The final form of this public dissection is to air the declarations of doctors who violate the privacy of what is said in a consultation to reveal the details of a medical case, an act as serious as that of the priest who betrays the secrets of the confessional. Photos of the insides of the homes and even the refrigerators of those who have dared to contravene official opinion emerge, while the paparazzi and political police are fused into a single character very close to a voyeur. It would not surprise me that some dossier – waiting to be brought to light – displays the nude body of a non-conformist, as if being naked were irrefutable proof of his “badness.”

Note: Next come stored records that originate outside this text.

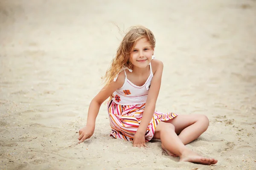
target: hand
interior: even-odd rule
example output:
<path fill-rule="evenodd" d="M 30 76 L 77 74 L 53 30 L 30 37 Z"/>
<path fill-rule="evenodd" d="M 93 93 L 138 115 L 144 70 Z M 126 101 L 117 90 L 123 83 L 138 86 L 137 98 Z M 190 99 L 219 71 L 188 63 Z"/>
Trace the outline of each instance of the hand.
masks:
<path fill-rule="evenodd" d="M 132 143 L 134 147 L 148 147 L 146 144 L 145 134 L 138 131 L 136 133 L 134 137 Z"/>
<path fill-rule="evenodd" d="M 82 143 L 84 140 L 90 138 L 94 132 L 95 126 L 86 125 L 84 128 L 79 130 L 79 137 L 78 144 Z"/>

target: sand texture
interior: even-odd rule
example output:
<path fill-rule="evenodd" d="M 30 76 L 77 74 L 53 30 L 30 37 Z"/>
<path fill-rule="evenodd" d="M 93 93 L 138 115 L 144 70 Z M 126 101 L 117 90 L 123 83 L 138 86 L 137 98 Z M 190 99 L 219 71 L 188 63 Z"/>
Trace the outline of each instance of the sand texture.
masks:
<path fill-rule="evenodd" d="M 136 25 L 164 63 L 157 110 L 207 115 L 187 147 L 216 165 L 110 137 L 105 105 L 77 145 L 124 35 L 116 26 Z M 255 0 L 0 0 L 0 44 L 1 170 L 256 170 Z"/>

Images taken out of context, edited phrases, and unfavorable angles meant to generate aversion in public opinion, are some of the techniques around which these TV reports are built. In none of them is the “victim” interviewed, which of course prevents the run-of-the-mill viewer from finding out they have critical opinions in common. Unfortunately for the crude producers of this kind of reality show, the technology in the hands of citizens has started to make the walls around our lives transparent as well. Having been so long observed, we now see that there is hole we can look through to the other side of the fence.